Ashley Fahey, Charlotte Business Journal
As more big-box retail stores shutter as a direct result of changing consumer habits, real estate investors and developers are seeing opportunity in repurposing those large footprints into new uses.
The trend is playing out visibly in Charlotte. The former Super Kmart on Sardis Road North was acquired by DRA Advisors and Mainstreet Capital Partners in 2015 before they upfitted the space and leased most of it to Verizon Wireless for a new call center. In south Charlotte, White Oak Real Estate Advisors bought the old Walmart at Arrowood and Old Pineville roads and converted it into office space. In Monroe, Aston Properties opened a self-storage facility in the former Kmart across the street from Monroe Crossing mall.
And now, Charlotte-based Cambridge Properties will upfit the former Kohl’s at Mallard Pointe Shopping Center in University City into 87,000 square feet of office space. Kohl’s shuttered in University City and relocated to Christenbury Corners in Concord last year.
At the former Kohl’s — now being branded as 9315 North Tryon — Alexandra Mann, Barry Fabyan and Charley Leavitt at JLL are marketing the office space on behalf of Cambridge Properties.
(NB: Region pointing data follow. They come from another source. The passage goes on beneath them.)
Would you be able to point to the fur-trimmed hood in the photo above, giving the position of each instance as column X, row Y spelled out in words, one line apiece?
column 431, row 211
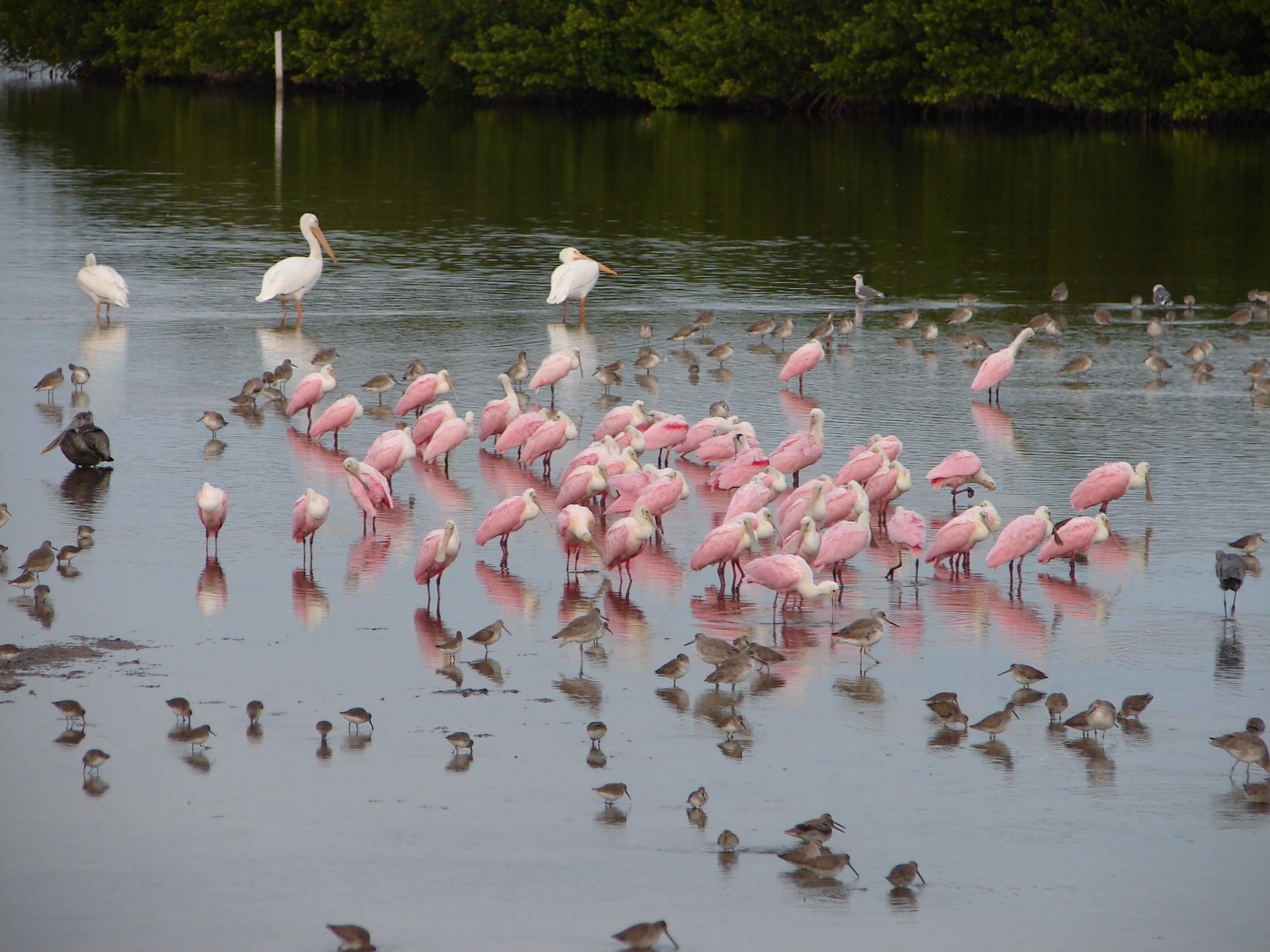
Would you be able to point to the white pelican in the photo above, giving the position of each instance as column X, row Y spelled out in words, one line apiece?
column 574, row 280
column 291, row 277
column 104, row 285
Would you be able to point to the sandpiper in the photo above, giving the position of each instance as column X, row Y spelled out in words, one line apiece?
column 902, row 876
column 644, row 935
column 675, row 669
column 1026, row 674
column 353, row 938
column 72, row 711
column 357, row 716
column 865, row 633
column 611, row 792
column 93, row 760
column 818, row 829
column 488, row 635
column 994, row 724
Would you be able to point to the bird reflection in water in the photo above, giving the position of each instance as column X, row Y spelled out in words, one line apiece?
column 998, row 753
column 84, row 490
column 308, row 599
column 213, row 595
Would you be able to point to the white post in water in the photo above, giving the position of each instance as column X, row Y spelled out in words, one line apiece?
column 277, row 60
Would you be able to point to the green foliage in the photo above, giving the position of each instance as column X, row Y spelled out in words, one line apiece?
column 1181, row 59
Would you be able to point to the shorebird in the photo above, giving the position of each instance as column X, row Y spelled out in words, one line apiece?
column 462, row 740
column 902, row 876
column 644, row 935
column 994, row 724
column 818, row 829
column 612, row 792
column 1026, row 674
column 353, row 938
column 675, row 669
column 488, row 635
column 359, row 716
column 865, row 633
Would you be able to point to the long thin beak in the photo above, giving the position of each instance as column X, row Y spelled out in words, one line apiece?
column 324, row 243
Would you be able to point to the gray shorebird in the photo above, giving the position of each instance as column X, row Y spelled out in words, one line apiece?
column 995, row 724
column 1026, row 674
column 902, row 876
column 357, row 716
column 644, row 935
column 675, row 669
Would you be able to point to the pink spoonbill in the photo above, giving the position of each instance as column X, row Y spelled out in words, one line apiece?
column 336, row 418
column 957, row 470
column 803, row 449
column 1000, row 365
column 507, row 517
column 573, row 280
column 1110, row 481
column 213, row 504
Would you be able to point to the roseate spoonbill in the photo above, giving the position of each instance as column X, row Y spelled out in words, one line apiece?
column 841, row 543
column 864, row 634
column 336, row 418
column 957, row 470
column 724, row 545
column 627, row 540
column 439, row 550
column 427, row 425
column 291, row 278
column 581, row 485
column 863, row 291
column 1110, row 481
column 423, row 390
column 959, row 536
column 308, row 516
column 83, row 443
column 1075, row 536
column 554, row 368
column 1231, row 571
column 368, row 489
column 620, row 418
column 507, row 517
column 549, row 438
column 803, row 449
column 786, row 574
column 907, row 531
column 310, row 390
column 213, row 505
column 574, row 524
column 499, row 413
column 802, row 361
column 103, row 285
column 520, row 429
column 1000, row 365
column 447, row 437
column 573, row 280
column 391, row 451
column 1020, row 537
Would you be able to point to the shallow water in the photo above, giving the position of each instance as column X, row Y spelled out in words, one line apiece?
column 446, row 225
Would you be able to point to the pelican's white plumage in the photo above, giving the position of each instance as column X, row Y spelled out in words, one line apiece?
column 291, row 278
column 574, row 280
column 104, row 285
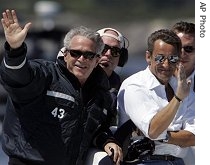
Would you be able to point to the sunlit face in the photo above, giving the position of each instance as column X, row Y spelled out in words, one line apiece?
column 107, row 61
column 187, row 58
column 81, row 67
column 165, row 69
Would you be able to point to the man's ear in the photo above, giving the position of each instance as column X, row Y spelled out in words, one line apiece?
column 97, row 60
column 148, row 57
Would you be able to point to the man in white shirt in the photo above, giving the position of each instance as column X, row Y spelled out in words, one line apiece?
column 158, row 108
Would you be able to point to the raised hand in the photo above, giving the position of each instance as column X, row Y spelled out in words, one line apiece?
column 14, row 34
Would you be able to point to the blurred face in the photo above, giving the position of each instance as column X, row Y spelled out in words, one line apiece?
column 78, row 58
column 108, row 62
column 188, row 52
column 162, row 62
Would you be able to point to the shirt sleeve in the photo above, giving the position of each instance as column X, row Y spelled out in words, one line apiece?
column 141, row 105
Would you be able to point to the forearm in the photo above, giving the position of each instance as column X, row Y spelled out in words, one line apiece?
column 182, row 138
column 163, row 118
column 15, row 72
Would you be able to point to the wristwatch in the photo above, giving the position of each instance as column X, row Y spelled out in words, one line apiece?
column 166, row 139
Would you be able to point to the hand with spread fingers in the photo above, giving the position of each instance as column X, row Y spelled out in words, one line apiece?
column 14, row 34
column 115, row 152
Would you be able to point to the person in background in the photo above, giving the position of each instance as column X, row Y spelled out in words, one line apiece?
column 55, row 110
column 114, row 54
column 186, row 32
column 156, row 107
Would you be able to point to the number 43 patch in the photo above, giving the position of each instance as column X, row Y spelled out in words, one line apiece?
column 59, row 113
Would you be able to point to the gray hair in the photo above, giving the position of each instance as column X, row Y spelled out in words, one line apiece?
column 86, row 32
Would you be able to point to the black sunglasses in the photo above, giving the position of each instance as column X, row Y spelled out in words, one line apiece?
column 78, row 53
column 115, row 51
column 188, row 49
column 173, row 59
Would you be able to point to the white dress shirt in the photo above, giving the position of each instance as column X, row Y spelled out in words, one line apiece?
column 141, row 96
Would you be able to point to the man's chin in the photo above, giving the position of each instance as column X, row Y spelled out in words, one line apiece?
column 104, row 65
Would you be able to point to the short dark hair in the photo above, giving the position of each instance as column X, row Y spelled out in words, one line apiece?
column 184, row 27
column 166, row 35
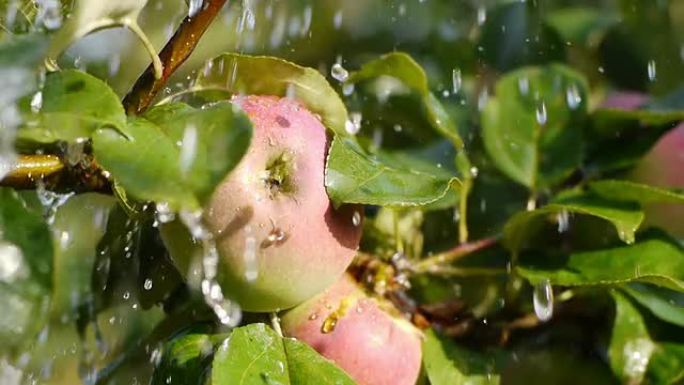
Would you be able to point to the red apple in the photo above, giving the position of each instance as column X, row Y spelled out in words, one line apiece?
column 359, row 334
column 280, row 239
column 663, row 166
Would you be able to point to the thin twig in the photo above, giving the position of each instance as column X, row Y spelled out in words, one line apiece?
column 175, row 52
column 452, row 255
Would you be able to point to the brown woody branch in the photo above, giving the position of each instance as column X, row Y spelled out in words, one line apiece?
column 54, row 173
column 176, row 51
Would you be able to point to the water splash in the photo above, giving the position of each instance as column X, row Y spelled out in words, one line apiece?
column 542, row 299
column 227, row 312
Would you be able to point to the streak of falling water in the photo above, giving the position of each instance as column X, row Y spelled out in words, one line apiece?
column 227, row 312
column 456, row 80
column 651, row 69
column 194, row 6
column 542, row 299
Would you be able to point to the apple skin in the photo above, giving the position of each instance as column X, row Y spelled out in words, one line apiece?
column 663, row 166
column 279, row 237
column 371, row 345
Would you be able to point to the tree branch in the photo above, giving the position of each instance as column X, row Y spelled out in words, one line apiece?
column 176, row 51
The amount of investment at the building and timeline for occupancy will depend on tenant needs and when a lease is signed, according to a spokesman for JLL. Upfits can begin as soon as a lease is signed.
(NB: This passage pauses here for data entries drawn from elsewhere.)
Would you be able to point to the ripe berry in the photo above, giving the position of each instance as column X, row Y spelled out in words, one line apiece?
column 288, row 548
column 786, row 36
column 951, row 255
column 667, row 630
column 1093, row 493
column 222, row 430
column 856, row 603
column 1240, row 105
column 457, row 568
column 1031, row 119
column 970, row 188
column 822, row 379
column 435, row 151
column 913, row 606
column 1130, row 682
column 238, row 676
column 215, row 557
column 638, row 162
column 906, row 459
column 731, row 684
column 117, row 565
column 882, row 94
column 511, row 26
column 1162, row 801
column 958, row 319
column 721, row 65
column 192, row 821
The leasing team is bullish on the building’s proximity to the Lynx Blue Line, which now extends to UNC Charlotte’s main campus and has prompted a new wave of investment and interest in University City. 9315 North Tryon, which is near the J.W. Clay Boulevard Station, will include high ceilings, a mezzanine level and a parking ratio of five spaces per 1,000 square feet.
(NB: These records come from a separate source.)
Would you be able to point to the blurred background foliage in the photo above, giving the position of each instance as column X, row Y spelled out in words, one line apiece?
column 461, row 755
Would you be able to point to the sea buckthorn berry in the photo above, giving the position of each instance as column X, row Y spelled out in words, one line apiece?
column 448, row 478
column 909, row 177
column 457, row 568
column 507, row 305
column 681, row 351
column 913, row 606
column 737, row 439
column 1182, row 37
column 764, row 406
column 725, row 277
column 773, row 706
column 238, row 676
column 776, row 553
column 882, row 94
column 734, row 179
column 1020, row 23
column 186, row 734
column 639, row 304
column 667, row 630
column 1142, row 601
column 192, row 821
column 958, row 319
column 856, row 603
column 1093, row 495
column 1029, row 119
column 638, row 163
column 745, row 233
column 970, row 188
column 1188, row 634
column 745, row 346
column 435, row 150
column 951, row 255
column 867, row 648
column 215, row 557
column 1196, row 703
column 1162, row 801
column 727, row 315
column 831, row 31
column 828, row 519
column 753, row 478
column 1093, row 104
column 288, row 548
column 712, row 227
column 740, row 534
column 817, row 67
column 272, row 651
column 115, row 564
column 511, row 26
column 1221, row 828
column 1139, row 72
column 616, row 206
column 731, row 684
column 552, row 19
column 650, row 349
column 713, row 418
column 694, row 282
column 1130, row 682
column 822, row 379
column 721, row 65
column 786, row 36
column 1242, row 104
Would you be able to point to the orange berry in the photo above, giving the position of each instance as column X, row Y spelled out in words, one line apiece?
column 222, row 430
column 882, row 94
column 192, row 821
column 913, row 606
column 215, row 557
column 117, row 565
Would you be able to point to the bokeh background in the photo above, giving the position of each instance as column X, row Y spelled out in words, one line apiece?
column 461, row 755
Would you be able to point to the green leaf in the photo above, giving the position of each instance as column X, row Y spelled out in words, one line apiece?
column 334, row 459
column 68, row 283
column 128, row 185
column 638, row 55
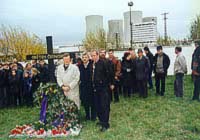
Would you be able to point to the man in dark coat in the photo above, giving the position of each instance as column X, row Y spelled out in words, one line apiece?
column 8, row 97
column 86, row 93
column 117, row 71
column 161, row 66
column 101, row 83
column 142, row 73
column 2, row 93
column 127, row 74
column 196, row 70
column 44, row 72
column 150, row 57
column 14, row 87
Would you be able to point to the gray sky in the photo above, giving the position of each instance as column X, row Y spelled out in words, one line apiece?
column 65, row 19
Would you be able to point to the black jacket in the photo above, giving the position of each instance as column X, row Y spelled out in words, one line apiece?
column 151, row 59
column 195, row 66
column 166, row 63
column 86, row 84
column 44, row 74
column 142, row 68
column 103, row 75
column 127, row 72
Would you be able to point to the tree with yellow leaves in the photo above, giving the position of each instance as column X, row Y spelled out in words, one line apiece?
column 19, row 43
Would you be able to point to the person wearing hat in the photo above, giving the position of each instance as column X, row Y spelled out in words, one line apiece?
column 150, row 57
column 142, row 73
column 196, row 70
column 161, row 66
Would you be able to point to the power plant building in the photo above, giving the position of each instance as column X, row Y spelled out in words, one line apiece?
column 115, row 31
column 144, row 30
column 94, row 23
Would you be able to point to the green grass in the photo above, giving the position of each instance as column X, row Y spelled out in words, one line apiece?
column 154, row 118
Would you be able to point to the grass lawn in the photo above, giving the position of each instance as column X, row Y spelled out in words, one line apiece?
column 154, row 118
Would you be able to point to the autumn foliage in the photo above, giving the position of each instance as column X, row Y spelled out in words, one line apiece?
column 18, row 43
Leavitt, managing director at JLL, said in a statement that employers are increasingly prioritizing access to mass transportation.
“9315 North Tryon offers a rare opportunity to create an open, modern workspace in a prime location on the new light-rail line,” he said.
The conversion of former big boxes into new uses is likely to continue. More than 76 million square feet of retail space nationally is slated to shutter this year, according to CoStar Group, on the heels of major closures by retailers like Toys “R” Us and Sears. About 100 million square feet of retail space closed last year, says CoStar.
“The reality is, a lot of these boxes that are going vacant are in really great locations,” said Susan McGuire, partner and retail platform leader at the Charlotte office of Foundry Commercial. “Some of them are still very much great retail locations but they’re always located where there’s good accessibility, infrastructure, density — they’re great locations to repurpose, redevelop (and) renovate.”
She added the abundance of parking at big-box stores also makes it easier to introduce new uses like office, medical or education — in fact, the old Kmart on Freedom Drive is now home to the Movement School, a charter school by Movement Mortgage. Parking ratios continue to be a critical real estate component, especially in high-density office environments.
But, as has been the major focus in this development cycle, having a mixture of uses is typically a critical factor when it comes to refitting former retail spaces. McGuire predicted the trend will continue as retailers shutter large boxes, whether in an open-air shopping center or an enclosed mall.
“Boxes are, for the most part, simple to retrofit,” McGuire said. “It all comes down to how these uses want to play together. How do we integrate them and how do we deal with the facades and signage? How do we make some of the alternative uses not look like an afterthought but look and feel (integrated)?”